Bir ulusun en önemli zenginliği, diğer uluslardan ayıran farkı “dili”dir. Bir ulus tarihte yaşadığı yeri (Vatanını, yurdunu) değiştirebilir, hatta “dinini” değiştirebilir, Ulus(Millet) varlığını sürdürür. Ancak dilini unutur, değiştirir ise, o ulus tarihten kendiliğinden silinmiş olur. (Genel anlamda) Biz Türkler Orta Asya’dan Anadolu’ya göçtük, Şamanlıktan İslamiyeti seçtik, ama dilimizi, Türkçe’mizi unutmadık… Dilimiz hemen her dönemde yabancı dillerin istilasına uğradı. Dilimize giren yabancı kelimeler bir ölçüde kelime hazinemizi zenginleştirdiyse de, Tarihin en eski dillerinden olan Türkçe kendisi zengin ve kelime yapısı üretken, Ural-Altay dil grubundan “Ana” bir dildir. Buna rağmen dilimiz, daha evvelki dönemlerde Arapça ve Farsça’nın, bugünde batı dillerinin etkisinde kaldı. Hatta bugün kendi caddelerimizde, Türkçe tabelalar, firma adları göremez hale geldik… Yabancı (İngilizce, Fransızca, Almanca..) deyimler, seslenişler gençlerimizin dilinde…Okullarımızda bile arı, öz Türkçeyi arar hale geldik.
İşte Hüseyin Avni 1910’lu yıllarda, Türk Yurdu dergisinde, (ki dönemin en önemli, aydın ve subaylarının okuduğu, ağırlığı olan dergisidir.)
“Türkçe’nin başına gelmekte olanlar” makalesinde şöyle demektedir;
“Bilmem ne iştir.
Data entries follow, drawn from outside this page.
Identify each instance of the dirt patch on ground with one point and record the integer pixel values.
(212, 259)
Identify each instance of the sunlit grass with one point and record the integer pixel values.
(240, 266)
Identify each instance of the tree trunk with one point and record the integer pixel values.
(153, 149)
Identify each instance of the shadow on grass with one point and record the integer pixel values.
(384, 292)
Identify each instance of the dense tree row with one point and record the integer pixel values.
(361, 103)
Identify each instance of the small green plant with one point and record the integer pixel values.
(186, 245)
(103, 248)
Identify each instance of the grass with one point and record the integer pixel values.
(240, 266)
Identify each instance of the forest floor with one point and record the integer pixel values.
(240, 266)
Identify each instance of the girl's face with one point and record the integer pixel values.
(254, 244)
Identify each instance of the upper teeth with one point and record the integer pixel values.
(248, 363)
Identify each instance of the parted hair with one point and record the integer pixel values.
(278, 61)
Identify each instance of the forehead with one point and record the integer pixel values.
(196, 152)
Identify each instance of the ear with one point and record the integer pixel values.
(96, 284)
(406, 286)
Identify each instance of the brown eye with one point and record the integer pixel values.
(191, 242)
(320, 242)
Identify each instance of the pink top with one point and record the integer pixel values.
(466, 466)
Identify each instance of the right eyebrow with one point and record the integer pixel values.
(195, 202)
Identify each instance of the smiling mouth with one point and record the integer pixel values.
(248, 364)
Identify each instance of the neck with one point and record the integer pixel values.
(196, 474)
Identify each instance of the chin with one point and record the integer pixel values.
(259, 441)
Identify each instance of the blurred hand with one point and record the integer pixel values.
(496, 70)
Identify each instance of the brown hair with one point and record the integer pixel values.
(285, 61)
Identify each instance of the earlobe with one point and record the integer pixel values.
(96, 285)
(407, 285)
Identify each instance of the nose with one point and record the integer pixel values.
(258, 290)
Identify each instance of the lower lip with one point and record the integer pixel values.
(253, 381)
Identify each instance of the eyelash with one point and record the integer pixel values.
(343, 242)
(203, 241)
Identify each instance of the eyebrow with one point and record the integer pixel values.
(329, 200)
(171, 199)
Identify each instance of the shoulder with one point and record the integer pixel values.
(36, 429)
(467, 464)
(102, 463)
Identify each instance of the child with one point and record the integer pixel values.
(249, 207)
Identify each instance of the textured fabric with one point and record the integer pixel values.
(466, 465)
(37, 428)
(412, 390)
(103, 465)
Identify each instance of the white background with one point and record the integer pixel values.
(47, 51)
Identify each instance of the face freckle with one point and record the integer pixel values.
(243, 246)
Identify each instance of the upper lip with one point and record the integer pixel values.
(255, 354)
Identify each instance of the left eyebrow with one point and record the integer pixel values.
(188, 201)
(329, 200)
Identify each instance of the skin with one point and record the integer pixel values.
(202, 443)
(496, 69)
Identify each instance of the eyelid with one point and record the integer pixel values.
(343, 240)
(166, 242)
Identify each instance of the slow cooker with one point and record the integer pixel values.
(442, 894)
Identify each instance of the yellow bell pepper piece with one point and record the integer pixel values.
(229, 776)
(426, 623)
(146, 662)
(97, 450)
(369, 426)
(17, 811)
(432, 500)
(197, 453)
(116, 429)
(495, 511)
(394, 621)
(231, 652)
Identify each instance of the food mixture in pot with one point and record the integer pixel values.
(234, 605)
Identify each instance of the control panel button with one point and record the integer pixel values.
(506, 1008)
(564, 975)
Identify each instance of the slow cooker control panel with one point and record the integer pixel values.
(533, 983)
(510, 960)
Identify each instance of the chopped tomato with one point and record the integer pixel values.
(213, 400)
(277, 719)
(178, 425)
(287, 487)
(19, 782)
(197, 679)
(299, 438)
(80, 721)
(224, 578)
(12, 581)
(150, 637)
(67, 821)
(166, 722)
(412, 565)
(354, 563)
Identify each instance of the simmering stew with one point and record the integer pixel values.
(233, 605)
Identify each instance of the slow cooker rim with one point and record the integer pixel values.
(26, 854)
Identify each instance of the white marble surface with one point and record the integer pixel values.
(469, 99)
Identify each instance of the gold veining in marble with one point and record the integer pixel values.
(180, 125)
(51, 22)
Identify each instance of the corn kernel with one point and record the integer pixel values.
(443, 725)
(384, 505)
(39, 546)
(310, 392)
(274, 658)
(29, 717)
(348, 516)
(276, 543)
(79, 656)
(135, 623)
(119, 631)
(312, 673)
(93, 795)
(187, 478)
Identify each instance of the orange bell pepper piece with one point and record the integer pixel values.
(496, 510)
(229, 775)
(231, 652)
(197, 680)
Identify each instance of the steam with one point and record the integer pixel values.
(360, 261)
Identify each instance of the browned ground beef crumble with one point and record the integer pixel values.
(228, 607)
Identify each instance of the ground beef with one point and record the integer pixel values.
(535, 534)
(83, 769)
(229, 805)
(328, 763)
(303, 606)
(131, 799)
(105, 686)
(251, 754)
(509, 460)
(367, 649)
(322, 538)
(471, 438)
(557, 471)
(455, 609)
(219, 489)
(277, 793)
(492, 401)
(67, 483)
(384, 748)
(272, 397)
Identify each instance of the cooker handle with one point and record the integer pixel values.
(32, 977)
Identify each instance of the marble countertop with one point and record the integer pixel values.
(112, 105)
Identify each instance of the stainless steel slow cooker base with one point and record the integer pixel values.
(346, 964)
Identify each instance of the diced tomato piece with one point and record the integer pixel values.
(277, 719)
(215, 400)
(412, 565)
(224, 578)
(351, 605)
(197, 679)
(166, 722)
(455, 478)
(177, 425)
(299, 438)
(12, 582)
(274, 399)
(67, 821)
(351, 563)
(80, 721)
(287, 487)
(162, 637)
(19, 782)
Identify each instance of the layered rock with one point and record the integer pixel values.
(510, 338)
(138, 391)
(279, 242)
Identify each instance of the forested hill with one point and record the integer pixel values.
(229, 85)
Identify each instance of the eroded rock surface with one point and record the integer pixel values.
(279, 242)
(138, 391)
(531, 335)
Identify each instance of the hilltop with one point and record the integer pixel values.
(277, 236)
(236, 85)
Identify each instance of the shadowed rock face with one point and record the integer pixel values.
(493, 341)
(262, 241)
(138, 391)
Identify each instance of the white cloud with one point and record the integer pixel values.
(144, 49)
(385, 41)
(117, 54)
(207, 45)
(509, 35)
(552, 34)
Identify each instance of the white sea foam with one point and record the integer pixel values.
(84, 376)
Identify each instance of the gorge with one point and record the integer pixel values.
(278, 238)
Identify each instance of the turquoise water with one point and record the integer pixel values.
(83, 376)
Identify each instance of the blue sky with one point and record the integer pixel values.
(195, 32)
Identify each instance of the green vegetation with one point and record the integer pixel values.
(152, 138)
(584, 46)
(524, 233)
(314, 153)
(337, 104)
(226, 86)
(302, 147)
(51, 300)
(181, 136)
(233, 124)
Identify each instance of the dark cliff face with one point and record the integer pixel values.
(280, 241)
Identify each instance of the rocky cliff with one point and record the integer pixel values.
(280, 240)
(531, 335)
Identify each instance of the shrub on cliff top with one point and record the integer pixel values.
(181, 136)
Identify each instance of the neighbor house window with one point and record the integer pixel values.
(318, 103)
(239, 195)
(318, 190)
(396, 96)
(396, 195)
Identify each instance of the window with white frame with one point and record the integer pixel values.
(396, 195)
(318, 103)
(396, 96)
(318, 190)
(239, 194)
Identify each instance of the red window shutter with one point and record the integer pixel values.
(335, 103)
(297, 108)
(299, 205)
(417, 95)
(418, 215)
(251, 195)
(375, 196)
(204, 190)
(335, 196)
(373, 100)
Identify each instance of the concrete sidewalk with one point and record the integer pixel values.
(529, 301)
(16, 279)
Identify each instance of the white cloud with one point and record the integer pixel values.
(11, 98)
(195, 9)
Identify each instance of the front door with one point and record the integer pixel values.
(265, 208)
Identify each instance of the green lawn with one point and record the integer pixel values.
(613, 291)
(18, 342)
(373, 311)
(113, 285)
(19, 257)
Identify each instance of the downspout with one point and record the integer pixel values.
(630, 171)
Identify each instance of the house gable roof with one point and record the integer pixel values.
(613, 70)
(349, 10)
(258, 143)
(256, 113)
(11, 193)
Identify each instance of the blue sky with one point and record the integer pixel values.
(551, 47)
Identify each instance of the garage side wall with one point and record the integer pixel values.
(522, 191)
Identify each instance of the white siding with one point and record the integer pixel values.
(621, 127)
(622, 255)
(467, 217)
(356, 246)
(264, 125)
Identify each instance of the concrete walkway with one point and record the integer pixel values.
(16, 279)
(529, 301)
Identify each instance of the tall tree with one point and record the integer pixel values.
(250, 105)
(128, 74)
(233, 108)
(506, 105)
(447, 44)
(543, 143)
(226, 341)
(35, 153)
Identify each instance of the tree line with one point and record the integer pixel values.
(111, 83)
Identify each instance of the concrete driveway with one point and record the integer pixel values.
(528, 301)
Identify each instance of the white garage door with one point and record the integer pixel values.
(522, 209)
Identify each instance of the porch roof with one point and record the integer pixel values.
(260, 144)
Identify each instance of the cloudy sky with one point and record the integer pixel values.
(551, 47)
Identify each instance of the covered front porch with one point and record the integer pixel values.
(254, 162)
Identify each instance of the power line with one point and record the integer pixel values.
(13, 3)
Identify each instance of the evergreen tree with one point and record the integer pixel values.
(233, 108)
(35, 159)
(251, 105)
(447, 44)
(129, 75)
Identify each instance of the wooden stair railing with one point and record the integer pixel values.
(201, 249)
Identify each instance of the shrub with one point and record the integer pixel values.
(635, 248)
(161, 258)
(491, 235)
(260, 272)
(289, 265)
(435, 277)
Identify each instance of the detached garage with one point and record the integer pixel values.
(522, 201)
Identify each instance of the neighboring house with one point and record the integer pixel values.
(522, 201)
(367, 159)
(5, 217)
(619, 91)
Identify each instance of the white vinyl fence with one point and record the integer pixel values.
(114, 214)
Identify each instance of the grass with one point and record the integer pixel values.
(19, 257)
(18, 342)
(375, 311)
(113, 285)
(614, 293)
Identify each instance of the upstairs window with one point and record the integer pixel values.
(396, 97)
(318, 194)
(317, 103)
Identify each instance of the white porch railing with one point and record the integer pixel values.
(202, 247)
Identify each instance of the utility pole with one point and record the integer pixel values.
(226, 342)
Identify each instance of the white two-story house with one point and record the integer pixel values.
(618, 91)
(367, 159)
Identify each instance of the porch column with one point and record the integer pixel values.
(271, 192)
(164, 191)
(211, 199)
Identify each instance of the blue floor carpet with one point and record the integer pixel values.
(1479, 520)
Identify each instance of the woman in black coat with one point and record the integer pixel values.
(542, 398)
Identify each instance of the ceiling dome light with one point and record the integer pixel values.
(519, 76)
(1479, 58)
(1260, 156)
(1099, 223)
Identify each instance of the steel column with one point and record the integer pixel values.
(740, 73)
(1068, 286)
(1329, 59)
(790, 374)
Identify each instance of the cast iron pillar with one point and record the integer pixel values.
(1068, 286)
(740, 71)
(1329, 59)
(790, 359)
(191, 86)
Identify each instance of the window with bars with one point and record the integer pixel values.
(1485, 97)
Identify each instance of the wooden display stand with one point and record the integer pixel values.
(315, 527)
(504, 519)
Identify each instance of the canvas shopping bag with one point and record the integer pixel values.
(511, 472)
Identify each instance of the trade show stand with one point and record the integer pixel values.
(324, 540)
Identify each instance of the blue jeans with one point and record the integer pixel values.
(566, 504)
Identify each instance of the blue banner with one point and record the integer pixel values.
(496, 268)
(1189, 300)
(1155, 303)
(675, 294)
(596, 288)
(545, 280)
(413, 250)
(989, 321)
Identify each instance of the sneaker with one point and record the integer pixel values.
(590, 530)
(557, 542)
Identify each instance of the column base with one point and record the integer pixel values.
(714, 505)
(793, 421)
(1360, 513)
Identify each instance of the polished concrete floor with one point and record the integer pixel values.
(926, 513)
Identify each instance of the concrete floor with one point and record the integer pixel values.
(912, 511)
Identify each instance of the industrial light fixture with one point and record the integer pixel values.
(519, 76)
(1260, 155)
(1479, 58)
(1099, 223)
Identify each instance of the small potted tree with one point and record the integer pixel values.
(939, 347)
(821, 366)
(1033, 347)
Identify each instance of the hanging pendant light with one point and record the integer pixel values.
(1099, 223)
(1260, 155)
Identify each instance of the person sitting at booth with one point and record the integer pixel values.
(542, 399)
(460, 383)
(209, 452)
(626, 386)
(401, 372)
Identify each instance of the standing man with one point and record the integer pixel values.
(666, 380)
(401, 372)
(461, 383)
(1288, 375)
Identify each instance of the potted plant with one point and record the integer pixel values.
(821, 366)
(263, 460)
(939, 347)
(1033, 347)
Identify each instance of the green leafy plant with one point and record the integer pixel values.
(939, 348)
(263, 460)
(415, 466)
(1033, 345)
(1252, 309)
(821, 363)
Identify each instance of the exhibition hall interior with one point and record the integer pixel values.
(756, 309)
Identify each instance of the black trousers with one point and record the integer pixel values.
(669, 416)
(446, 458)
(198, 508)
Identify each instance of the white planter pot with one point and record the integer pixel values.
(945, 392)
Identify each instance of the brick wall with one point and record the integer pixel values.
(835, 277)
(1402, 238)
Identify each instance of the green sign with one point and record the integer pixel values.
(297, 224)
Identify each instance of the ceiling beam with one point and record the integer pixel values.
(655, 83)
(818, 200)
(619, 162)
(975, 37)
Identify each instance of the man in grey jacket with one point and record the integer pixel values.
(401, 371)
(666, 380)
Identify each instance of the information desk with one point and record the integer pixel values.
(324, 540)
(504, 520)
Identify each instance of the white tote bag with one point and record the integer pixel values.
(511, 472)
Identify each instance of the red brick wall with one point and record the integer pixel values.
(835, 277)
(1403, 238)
Bundan -ileri, geri- dörtyüzyıl, beşyüzyıl önceki yazanlarımız ile bunlardan sonrakiler Türkçemizi pek çok bozmuşlar. İler tutar yerini bırakmamışlar, Türk sözlerini kullanmayarak paslatıp çürütmüşler, öldürmüş- ler. Doğrusu eskilerden bize pek kötü armağan kalmış. İşte bugün biz gençler eskilerin bozmuş oldukları Türkçemizi onarır iken pek güçlük çekiyoruz. Daha da çekilecekten başka!”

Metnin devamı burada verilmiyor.